Cranial fasciitis: A rare pediatric non-neoplastic lesion with 14-year follow up




Abstract


Cranial fasciitis is a fibroblastic lesion found in the cranium of children three weeks to six years of age. It most commonly manifests as a solitary, rapid growing mass on the scalp with frequent involvement of underlying bone and occasional intracranial expansion. Patients with cranial fasciitis may present with a wide range of associated symptoms. Otologic symptoms such as otalgia, otorrhea, hearing loss and middle ear effusion are not frequently encountered. We present a case of cranial fasciitis with intracranial involvement and associated otologic symptoms in a four year old boy with subsequent follow up 14 years later.



Introduction


Cranial fasciitis (CF) is a rare non-neoplastic lesion of the cranium. It is a subtype of nodular fasciitis (NF), a reactive proliferative process of fibroblastic cells originating from superficial and deep fascia . Though CF and NF are histologically identical, CF differs from NF as it generally arises from deep fascial layers and the periosteum of cranial bone and is essentially exclusive to children. Typically, CF manifests as a solitary, rapid growing, firm and painless mass on the scalp . We present a case of CF with intracranial extension and associated otologic symptoms in a four year old boy with follow up 14 years from the initial diagnosis. CF cases have been reported in the neurosurgical and dermatological literature; however, to our knowledge only four cases have been reported in the otolaryngology–head and neck surgery literature .





Case report


A four year old boy presented to the emergency department with right otalgia and pre-auricular swelling. No local traumatic event was identified. He was diagnosed with a right otitis externa and was discharged home with topical antibiotics. Subsequently, he was referred to the pediatric otolaryngology department for persisting symptoms. Physical examination disclosed a firm painless mass over the right temporal bone measuring 6 × 8 cm causing the right ear to protrude. The right tympanic membrane appeared opaque and bulging. No neurological signs were observed and the remaining physical examination was unremarkable.

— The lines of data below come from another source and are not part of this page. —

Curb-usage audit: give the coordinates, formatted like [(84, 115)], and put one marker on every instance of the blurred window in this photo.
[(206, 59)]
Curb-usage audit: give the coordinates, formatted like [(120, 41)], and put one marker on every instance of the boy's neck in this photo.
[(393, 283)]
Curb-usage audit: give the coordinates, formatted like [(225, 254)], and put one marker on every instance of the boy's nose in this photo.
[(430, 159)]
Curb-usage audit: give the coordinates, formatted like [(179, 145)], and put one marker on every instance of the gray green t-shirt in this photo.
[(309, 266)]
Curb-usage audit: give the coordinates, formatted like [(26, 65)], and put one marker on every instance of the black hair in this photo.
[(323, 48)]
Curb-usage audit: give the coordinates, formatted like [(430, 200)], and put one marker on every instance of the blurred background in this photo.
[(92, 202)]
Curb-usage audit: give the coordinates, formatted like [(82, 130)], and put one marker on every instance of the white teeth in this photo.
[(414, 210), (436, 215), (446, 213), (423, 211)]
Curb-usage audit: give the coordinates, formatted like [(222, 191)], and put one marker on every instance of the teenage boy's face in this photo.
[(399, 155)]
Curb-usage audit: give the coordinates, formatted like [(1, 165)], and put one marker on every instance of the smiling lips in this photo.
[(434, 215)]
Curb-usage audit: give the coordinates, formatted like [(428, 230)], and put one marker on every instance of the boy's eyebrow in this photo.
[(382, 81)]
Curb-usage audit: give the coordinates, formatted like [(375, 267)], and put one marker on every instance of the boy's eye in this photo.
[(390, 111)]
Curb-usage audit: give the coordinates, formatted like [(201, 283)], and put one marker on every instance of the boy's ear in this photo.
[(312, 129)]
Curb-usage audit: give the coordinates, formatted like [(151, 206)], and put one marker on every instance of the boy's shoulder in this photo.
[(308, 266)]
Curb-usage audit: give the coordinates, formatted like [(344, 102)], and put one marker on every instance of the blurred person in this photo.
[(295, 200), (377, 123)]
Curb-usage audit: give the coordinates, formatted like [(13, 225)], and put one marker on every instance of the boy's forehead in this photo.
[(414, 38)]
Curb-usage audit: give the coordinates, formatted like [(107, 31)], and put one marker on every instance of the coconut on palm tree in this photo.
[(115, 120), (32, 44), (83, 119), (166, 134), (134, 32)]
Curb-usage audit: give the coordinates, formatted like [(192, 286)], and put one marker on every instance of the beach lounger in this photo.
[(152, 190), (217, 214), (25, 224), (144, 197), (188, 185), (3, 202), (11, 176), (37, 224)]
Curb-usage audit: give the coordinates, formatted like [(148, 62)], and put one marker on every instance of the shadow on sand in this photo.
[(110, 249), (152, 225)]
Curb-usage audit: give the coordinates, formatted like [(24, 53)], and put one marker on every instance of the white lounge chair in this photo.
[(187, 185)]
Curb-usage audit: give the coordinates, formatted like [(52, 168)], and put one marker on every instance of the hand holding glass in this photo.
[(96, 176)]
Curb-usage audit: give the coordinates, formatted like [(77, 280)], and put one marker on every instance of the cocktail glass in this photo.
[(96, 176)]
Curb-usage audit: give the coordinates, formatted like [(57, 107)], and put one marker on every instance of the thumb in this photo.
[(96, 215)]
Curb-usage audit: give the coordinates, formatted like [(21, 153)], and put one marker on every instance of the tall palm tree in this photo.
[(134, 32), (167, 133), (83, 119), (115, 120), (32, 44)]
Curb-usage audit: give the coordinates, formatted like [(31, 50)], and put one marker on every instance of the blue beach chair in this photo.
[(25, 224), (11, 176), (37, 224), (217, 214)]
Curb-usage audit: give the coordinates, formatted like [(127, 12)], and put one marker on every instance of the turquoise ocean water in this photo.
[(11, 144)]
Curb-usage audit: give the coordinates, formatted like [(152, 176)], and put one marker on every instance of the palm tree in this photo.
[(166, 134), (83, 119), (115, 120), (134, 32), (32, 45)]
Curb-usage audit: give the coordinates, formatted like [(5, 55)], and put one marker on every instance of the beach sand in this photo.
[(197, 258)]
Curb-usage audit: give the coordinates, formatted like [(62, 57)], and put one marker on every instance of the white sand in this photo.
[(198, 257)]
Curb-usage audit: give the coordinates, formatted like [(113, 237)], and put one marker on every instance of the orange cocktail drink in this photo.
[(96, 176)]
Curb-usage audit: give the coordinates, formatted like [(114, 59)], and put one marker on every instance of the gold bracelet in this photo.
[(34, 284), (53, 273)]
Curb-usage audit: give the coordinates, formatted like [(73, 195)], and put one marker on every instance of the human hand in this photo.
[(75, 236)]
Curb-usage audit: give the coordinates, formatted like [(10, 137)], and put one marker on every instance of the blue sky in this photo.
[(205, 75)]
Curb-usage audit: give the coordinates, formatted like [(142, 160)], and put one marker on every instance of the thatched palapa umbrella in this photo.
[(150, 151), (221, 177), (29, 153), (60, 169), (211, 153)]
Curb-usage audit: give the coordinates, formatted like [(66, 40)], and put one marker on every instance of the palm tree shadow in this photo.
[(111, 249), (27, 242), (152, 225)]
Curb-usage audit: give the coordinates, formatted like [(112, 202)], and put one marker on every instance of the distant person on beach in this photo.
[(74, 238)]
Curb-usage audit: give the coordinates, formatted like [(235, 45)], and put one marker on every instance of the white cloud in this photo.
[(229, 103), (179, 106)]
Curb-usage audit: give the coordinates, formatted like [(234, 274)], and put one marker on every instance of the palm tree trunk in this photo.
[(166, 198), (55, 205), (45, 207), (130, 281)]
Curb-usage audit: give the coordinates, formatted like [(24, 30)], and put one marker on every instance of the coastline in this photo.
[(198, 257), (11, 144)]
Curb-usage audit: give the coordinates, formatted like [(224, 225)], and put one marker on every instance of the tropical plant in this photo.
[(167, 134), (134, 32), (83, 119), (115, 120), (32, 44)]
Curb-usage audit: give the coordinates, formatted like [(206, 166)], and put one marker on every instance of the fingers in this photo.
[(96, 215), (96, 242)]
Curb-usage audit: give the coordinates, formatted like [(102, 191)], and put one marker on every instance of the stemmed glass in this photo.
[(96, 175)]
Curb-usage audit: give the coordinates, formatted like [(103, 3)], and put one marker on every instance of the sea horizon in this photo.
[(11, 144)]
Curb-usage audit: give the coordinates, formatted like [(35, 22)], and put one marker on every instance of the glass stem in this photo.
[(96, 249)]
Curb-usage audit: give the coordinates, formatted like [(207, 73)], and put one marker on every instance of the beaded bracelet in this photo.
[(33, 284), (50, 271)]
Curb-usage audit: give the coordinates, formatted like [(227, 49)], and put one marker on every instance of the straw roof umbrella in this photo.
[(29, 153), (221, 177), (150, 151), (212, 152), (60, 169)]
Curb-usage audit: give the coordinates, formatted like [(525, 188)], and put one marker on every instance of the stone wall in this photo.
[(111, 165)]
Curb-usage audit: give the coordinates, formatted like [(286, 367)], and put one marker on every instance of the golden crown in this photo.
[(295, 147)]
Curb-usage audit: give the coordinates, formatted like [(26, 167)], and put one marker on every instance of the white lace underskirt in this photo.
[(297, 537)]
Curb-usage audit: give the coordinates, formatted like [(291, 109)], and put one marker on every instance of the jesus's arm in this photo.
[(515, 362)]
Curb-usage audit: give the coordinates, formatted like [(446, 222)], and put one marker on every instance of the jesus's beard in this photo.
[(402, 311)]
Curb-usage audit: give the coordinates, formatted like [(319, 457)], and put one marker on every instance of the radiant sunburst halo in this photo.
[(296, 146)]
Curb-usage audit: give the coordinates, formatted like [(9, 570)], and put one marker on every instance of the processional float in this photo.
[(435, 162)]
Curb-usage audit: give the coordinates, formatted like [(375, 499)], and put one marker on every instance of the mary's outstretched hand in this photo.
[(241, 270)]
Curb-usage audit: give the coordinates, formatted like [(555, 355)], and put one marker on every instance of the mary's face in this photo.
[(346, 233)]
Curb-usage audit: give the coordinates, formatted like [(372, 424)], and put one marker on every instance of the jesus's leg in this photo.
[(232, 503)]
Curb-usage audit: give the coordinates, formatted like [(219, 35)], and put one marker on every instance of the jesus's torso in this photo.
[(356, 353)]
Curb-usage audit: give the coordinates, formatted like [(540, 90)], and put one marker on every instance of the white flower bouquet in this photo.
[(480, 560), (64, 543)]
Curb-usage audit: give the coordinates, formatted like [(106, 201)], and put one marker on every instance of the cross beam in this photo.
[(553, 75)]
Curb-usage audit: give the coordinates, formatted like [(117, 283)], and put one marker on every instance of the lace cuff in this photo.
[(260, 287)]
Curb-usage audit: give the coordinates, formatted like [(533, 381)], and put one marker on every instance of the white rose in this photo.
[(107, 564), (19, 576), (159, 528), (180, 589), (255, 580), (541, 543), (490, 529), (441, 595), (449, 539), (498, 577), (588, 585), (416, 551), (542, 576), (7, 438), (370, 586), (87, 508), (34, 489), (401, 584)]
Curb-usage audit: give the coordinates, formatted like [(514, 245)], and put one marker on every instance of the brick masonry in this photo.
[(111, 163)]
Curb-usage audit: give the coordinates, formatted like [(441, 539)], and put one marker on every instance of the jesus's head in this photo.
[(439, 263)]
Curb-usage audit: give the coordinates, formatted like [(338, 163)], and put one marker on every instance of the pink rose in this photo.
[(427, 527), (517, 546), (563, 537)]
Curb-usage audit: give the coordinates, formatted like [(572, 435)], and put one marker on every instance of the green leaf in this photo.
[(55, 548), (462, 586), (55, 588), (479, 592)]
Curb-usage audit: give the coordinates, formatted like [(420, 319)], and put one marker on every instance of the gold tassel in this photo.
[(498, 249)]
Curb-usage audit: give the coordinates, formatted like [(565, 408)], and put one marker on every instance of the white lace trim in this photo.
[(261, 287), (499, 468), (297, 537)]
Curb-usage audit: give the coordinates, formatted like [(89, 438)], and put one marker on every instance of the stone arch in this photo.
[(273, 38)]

A CT scan of the head without contrast disclosed a well-demarcated mass fixed to the right temporalis muscle overlying the inferior portion of the squamous temporal bone. The tissue extended inferiorly to the zygomatic arch and posteriorly to the pinna. The mass extended intracranially in the middle cranial fossa where there was marked bony erosion and adherence to underlying dura matter. Invasion into the right middle ear cavity and aditus ad antrum with opacity in the mastoid air cells were equally noted ( Fig. 1 ).




Fig. 1


Initial protrusion of the right ear (left). Intracranial extension of the mass apparent on CT (right).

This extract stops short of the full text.